| When | Mood | Music |
| 2006-01-17 18:33:00 | excited | Liberation (Fly Like An Angel)-Matt Darey-Gatecrasher Wet (Disc 1) |
On Friday I finally got to play a former colleague’s drug-dealing boardgame: XON. The name comes from an acronym for data-flow control but the game has nothing to do with data. Instead, you move around the board, buying drugs on credit provided by a loanshark, aiming to sell them later at 3, 4 or 5 times the cost. You can then pay back your debts and buy property: the first one to own £5 million in property wins.
Of course there are pitfalls:
- you can end up in crack-house hell (TM)
- you can be ripped off by a thieving whore (TM)
- you can end up in HMP Broadshaft (TM) and undergo all kinds of nasty things (or escape via the lavvies if you get the right Stretch (TM) card)
- you can pay a visit to the Bill Burroughs Memorial Hospital (TM), where even nastier treatment awaits you
- if you’re quite unlucky you can be mugged for either your cash or your drugs, forcing you to crawl back to the loanshark
- if you’re really unlucky, the loanshark will call in your debt. If you can’t pay him in full, he’ll take your money and your drugs anyway, increase your debt by 50% and necessitate a long stay with Uncle Bill.
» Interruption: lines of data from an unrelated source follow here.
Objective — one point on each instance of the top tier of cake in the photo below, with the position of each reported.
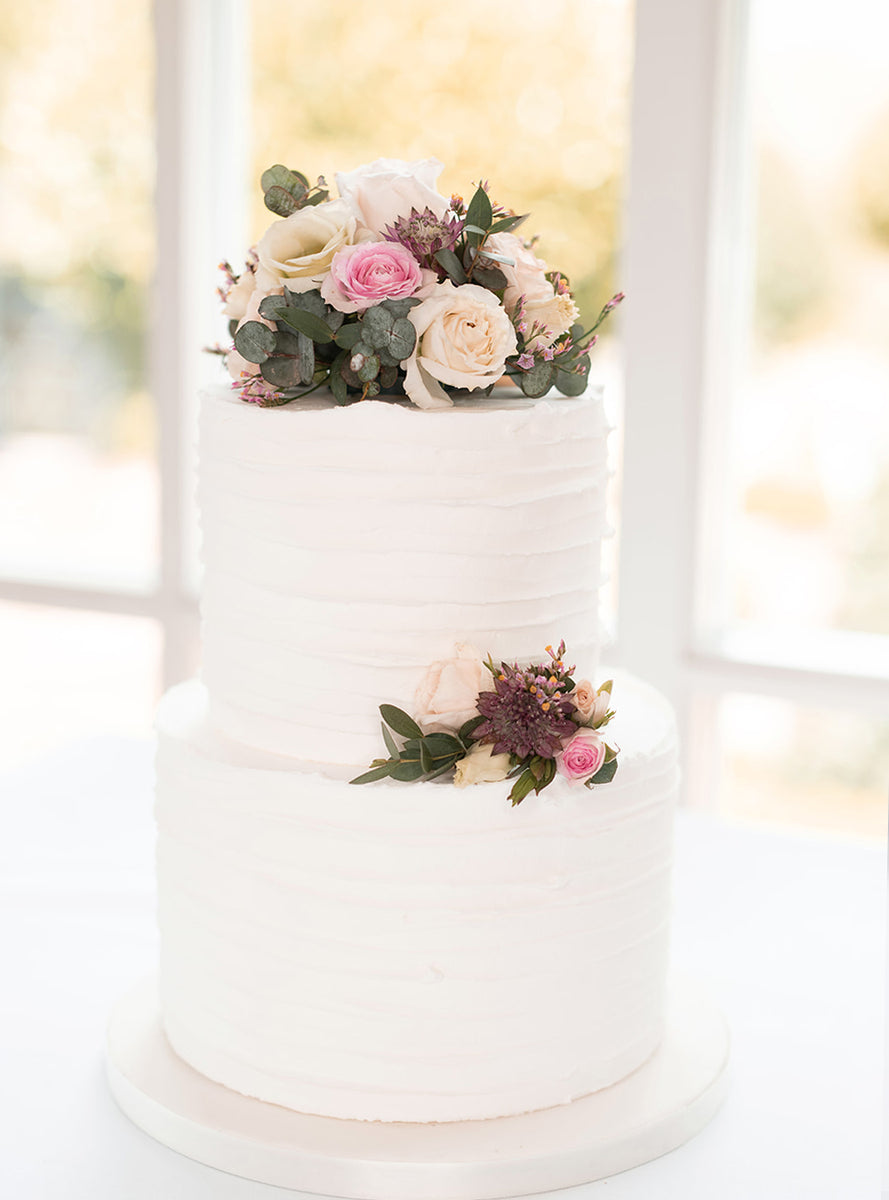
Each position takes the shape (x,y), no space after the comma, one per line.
(348,549)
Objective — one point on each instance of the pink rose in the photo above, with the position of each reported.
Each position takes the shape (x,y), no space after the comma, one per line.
(360,276)
(581,756)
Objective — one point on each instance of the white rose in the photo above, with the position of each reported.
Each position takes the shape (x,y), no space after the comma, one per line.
(556,312)
(481,766)
(463,339)
(239,294)
(389,189)
(446,697)
(527,277)
(298,250)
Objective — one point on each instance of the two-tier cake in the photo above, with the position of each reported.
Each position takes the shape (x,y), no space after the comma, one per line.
(461,911)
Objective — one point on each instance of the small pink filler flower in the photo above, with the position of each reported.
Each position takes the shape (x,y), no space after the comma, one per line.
(362,275)
(581,756)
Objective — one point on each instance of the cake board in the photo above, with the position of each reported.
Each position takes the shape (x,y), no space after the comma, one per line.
(655,1109)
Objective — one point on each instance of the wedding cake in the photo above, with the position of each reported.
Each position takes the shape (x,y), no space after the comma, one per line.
(413,867)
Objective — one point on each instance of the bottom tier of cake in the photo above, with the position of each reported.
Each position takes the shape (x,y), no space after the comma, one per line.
(412,952)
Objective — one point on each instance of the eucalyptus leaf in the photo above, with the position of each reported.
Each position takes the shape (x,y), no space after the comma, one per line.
(402,339)
(254,341)
(452,265)
(368,369)
(398,720)
(523,785)
(281,202)
(570,383)
(376,773)
(407,772)
(479,214)
(506,225)
(282,371)
(306,353)
(347,335)
(400,307)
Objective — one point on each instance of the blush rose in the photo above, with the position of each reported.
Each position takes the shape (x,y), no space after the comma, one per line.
(362,275)
(581,756)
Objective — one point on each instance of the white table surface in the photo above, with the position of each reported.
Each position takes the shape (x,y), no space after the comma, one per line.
(786,929)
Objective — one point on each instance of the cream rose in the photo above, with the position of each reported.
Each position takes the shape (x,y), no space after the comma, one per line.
(296,252)
(389,189)
(463,339)
(481,766)
(526,277)
(448,694)
(556,313)
(239,294)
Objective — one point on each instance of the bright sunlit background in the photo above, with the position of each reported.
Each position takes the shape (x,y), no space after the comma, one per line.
(546,119)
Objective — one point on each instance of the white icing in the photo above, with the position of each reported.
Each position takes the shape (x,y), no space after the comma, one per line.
(347,549)
(410,952)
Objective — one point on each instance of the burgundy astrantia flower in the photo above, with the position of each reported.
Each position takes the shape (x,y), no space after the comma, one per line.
(529,712)
(424,234)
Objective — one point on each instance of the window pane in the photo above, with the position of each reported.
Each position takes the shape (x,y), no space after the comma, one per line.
(73,675)
(803,766)
(78,479)
(809,531)
(539,107)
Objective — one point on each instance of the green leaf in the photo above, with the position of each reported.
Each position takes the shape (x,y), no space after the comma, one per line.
(523,785)
(398,720)
(254,341)
(368,369)
(400,307)
(307,323)
(479,214)
(442,745)
(282,371)
(468,727)
(402,339)
(347,335)
(306,348)
(605,774)
(336,382)
(538,381)
(407,772)
(281,202)
(370,777)
(490,277)
(506,225)
(391,745)
(569,383)
(451,264)
(271,306)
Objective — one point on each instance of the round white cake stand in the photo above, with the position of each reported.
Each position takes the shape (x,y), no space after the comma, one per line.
(654,1110)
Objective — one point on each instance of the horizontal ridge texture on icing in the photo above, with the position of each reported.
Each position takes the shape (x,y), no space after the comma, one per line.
(347,549)
(410,952)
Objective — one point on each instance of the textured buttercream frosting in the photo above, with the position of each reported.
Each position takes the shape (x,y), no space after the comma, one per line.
(410,952)
(347,549)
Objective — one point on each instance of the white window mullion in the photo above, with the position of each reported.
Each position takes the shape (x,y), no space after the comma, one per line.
(202,117)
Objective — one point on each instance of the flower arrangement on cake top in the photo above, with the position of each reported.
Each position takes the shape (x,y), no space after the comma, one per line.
(392,289)
(487,723)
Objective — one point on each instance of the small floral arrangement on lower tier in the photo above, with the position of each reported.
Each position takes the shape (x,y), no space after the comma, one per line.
(391,289)
(488,723)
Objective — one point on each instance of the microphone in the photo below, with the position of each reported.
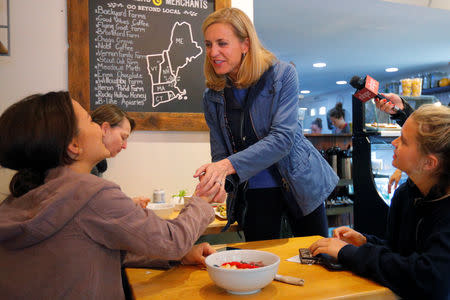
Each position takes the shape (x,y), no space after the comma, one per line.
(367,88)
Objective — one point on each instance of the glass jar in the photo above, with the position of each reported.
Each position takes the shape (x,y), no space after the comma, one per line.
(426,81)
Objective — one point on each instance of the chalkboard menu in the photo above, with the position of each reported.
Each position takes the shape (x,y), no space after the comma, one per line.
(145,56)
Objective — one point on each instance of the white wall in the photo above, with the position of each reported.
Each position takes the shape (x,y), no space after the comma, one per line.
(38,64)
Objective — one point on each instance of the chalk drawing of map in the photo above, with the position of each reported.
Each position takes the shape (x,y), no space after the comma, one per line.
(163,68)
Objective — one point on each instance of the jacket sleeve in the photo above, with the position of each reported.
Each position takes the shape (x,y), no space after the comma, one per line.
(217,140)
(417,276)
(280,138)
(112,220)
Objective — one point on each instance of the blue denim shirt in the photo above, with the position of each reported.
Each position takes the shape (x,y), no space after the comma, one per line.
(274,115)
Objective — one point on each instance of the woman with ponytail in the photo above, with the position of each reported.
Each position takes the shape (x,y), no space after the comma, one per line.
(413,258)
(65,232)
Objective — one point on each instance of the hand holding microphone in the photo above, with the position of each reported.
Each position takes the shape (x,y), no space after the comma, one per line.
(367,88)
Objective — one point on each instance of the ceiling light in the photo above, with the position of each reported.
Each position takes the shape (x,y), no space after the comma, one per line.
(322,110)
(319,65)
(391,69)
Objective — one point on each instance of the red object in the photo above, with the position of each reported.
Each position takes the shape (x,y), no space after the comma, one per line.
(241,265)
(369,91)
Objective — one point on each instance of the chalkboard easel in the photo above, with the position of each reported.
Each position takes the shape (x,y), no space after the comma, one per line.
(79,74)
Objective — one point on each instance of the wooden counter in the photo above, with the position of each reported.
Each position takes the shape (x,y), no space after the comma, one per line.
(193,282)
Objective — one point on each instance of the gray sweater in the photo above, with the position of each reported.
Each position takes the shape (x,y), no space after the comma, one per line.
(63,240)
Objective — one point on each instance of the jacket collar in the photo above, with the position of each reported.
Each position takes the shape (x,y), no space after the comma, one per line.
(435,194)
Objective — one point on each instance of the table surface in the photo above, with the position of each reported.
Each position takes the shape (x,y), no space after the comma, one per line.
(193,282)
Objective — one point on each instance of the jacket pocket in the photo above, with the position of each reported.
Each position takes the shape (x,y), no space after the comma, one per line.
(300,158)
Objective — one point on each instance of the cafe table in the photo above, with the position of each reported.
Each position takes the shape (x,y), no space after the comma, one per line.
(193,282)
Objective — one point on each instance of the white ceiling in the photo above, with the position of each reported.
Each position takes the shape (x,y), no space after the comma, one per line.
(354,37)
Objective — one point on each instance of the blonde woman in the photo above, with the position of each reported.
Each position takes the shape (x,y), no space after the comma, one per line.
(257,144)
(414,258)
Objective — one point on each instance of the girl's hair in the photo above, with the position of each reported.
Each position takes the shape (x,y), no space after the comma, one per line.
(337,112)
(253,64)
(34,135)
(433,137)
(112,114)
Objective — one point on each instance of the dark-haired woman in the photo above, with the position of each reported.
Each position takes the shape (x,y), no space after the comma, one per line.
(337,117)
(116,127)
(62,229)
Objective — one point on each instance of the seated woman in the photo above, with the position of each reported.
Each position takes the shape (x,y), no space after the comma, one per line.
(62,229)
(116,127)
(337,116)
(414,258)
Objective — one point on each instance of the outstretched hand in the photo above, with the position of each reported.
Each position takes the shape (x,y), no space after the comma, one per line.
(349,235)
(212,180)
(330,246)
(197,255)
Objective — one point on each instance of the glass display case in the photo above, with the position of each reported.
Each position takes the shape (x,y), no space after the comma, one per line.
(373,132)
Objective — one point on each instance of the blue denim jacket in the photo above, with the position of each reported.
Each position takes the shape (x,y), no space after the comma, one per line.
(306,175)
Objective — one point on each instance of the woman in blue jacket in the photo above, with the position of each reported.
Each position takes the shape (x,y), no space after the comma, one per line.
(257,145)
(413,259)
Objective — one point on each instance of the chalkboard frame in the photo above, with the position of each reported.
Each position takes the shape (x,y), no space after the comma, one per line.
(79,88)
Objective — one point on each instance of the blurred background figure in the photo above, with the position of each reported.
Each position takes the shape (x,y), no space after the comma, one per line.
(337,117)
(316,126)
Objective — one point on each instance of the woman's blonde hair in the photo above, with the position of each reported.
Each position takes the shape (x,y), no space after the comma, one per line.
(253,64)
(112,114)
(433,137)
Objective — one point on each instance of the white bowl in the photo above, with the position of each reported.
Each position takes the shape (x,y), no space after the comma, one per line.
(162,210)
(242,281)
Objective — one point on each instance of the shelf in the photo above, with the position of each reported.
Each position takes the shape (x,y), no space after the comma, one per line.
(437,90)
(344,182)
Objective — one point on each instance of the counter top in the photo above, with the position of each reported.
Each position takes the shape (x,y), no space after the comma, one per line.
(193,282)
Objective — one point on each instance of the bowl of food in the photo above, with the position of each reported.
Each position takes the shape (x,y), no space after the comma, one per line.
(162,210)
(242,271)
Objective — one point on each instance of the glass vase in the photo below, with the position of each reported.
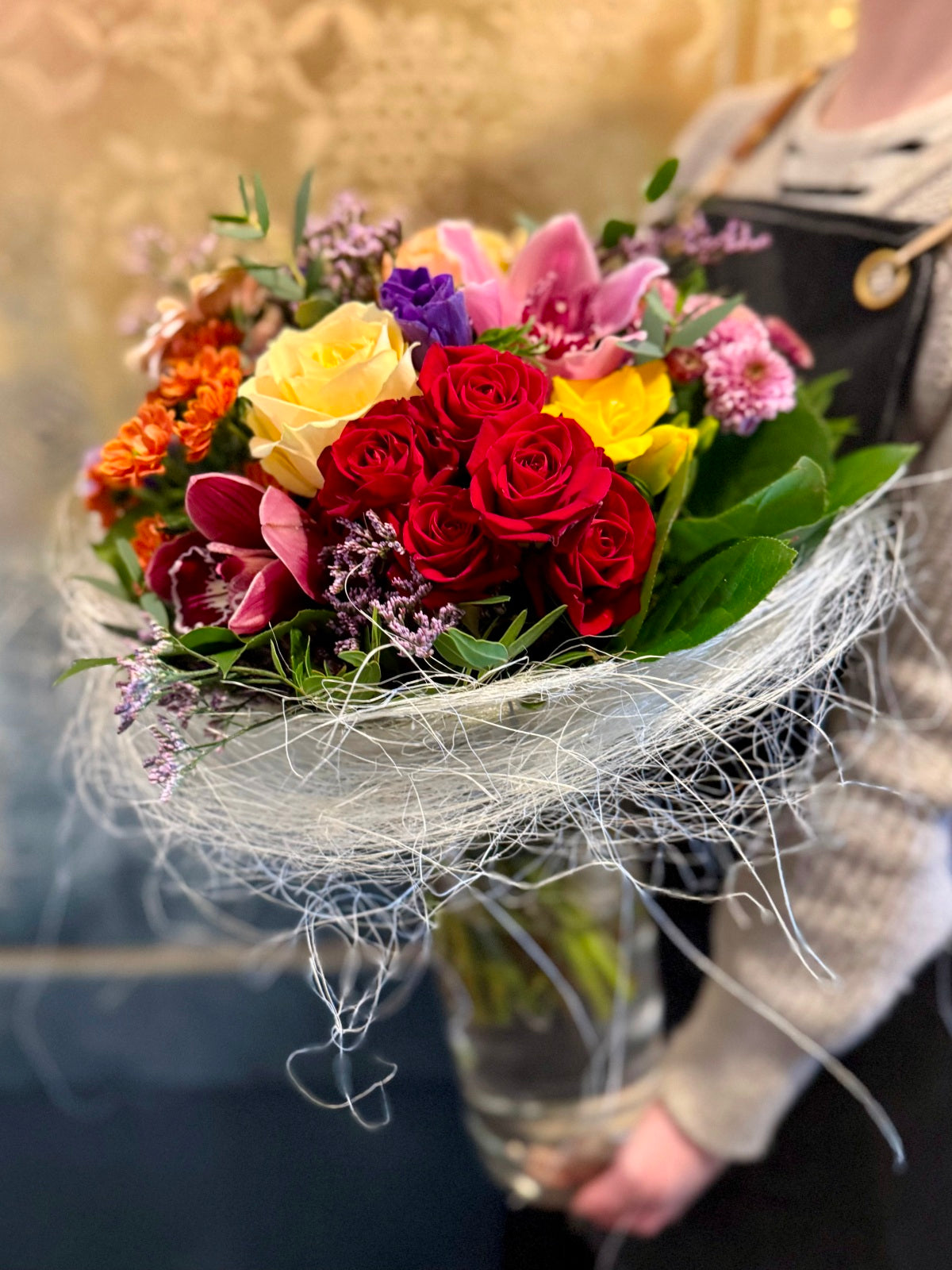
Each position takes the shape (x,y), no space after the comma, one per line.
(554,1016)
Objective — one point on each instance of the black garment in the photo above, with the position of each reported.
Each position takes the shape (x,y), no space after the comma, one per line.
(827,1198)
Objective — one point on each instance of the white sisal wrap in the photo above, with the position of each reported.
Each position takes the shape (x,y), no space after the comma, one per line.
(359,814)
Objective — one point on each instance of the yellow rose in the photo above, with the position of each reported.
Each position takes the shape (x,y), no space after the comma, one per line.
(309,384)
(435,249)
(620,413)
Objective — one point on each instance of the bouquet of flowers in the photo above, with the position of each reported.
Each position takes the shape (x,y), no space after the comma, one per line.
(463,562)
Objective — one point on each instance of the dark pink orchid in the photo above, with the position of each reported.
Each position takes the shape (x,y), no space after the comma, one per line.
(253,559)
(556,283)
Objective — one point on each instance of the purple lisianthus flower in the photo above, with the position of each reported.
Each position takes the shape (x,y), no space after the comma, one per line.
(429,310)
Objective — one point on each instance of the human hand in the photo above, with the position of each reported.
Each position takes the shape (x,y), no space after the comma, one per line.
(654,1179)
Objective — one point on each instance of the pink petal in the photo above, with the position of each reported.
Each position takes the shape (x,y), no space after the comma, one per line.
(457,239)
(158,575)
(225,508)
(560,248)
(615,304)
(273,594)
(486,304)
(589,364)
(294,537)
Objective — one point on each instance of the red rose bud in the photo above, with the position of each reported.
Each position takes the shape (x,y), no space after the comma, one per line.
(598,567)
(380,459)
(685,365)
(466,387)
(537,478)
(444,539)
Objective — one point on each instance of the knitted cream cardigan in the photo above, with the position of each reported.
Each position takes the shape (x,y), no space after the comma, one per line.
(873,897)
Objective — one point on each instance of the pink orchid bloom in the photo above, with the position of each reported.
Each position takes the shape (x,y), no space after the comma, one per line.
(556,283)
(254,558)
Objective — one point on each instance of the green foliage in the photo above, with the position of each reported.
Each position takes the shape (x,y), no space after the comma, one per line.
(514,340)
(80,664)
(716,595)
(662,181)
(301,203)
(793,499)
(735,468)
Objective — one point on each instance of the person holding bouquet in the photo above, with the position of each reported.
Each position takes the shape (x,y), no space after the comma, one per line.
(861,156)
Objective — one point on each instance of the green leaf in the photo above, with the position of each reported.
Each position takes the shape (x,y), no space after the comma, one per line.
(205,639)
(264,219)
(654,324)
(797,498)
(668,516)
(716,595)
(300,622)
(735,468)
(155,609)
(131,560)
(696,328)
(662,181)
(514,628)
(311,310)
(83,664)
(615,232)
(236,228)
(276,279)
(818,394)
(528,638)
(865,470)
(301,203)
(226,660)
(470,653)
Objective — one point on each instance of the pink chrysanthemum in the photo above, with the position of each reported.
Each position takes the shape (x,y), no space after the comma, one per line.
(748,383)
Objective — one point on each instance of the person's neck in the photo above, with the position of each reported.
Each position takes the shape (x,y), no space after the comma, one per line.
(903,59)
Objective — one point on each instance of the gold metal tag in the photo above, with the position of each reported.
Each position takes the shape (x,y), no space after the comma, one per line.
(881,279)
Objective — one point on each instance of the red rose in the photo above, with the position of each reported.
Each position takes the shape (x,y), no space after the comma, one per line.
(598,567)
(466,387)
(535,480)
(446,540)
(378,460)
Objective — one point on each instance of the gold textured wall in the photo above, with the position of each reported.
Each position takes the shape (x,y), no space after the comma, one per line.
(117,112)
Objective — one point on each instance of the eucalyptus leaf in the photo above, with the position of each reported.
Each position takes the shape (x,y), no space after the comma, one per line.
(662,181)
(528,638)
(723,590)
(83,664)
(797,498)
(264,219)
(470,653)
(301,203)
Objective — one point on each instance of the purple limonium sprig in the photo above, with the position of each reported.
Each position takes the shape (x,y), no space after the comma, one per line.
(695,241)
(165,768)
(362,587)
(349,249)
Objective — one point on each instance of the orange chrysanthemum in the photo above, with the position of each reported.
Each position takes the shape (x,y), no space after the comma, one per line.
(150,533)
(139,450)
(196,336)
(209,366)
(197,427)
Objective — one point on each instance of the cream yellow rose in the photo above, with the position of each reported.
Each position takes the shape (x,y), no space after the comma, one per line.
(621,413)
(309,384)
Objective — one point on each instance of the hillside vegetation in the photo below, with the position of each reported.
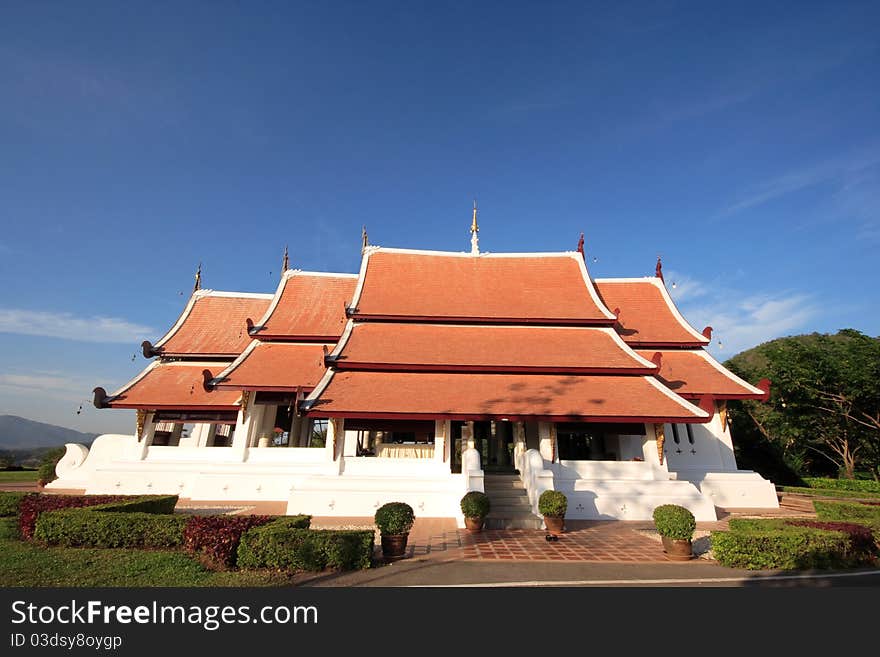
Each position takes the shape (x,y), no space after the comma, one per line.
(823,417)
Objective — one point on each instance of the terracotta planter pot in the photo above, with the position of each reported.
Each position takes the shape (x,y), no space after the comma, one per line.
(474,524)
(677,549)
(394,546)
(555,526)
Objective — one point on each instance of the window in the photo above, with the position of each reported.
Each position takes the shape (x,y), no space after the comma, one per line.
(581,442)
(317,435)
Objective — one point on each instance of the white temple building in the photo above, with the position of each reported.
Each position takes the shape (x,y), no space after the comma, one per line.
(424,376)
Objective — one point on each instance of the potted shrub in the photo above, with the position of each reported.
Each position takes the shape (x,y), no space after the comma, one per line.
(552,505)
(394,521)
(475,507)
(676,526)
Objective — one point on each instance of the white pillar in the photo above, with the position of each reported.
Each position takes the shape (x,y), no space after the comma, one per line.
(335,441)
(441,431)
(146,437)
(467,436)
(547,440)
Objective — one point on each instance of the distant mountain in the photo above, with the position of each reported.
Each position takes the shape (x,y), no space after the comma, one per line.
(20,433)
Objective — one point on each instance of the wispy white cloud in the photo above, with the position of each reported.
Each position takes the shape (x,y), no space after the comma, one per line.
(748,322)
(847,171)
(71,327)
(683,287)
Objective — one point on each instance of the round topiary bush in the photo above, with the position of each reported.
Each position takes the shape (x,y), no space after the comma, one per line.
(552,503)
(674,521)
(475,505)
(394,518)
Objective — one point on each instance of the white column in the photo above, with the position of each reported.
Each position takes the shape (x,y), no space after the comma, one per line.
(146,437)
(547,440)
(467,436)
(519,444)
(246,427)
(335,441)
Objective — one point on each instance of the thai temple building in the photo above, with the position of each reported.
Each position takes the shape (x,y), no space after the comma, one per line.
(426,375)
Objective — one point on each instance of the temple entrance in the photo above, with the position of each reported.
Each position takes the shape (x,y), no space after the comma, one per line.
(494,441)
I really enjoyed it, even being catapulted from an almost-winning position to destitution by being mugged for my drugs, then my money on two successive rolls – I’d just not had the chance to buy property or sell the drugs because I kept on landing on XON squares and hence being abducted by mutant aliens, rogered by rabid dogs and generally having a cool time!
The player who had been losing until then very quickly gathered a fortune (mostly formerly belonging to ME) and went on to win the game. I think that’s the best part of the game: all players have a chance of winning until the end and no-one is forced out of the game and left to twiddle their thumbs while their friends keep on having fun.
On Saturday, I bought a few necessary bits at the Stirling branch of Graham Tiso, then met up with other friends who live in Stirling to go around Stirling Castle. It has fantastic views of the Forth valley and a workshop where weavers are recreating seven beautiful tapestries. They only have 20 years’ work left!
I spent Sunday with Elly, who was making sure her dad was settled into Glasgow Infirmary or an operation, then taking her mum to her flat in Edinburgh so her mum was ready to go into a hospital in Edinburgh for her own operation. Elly’s sure going through some trying times!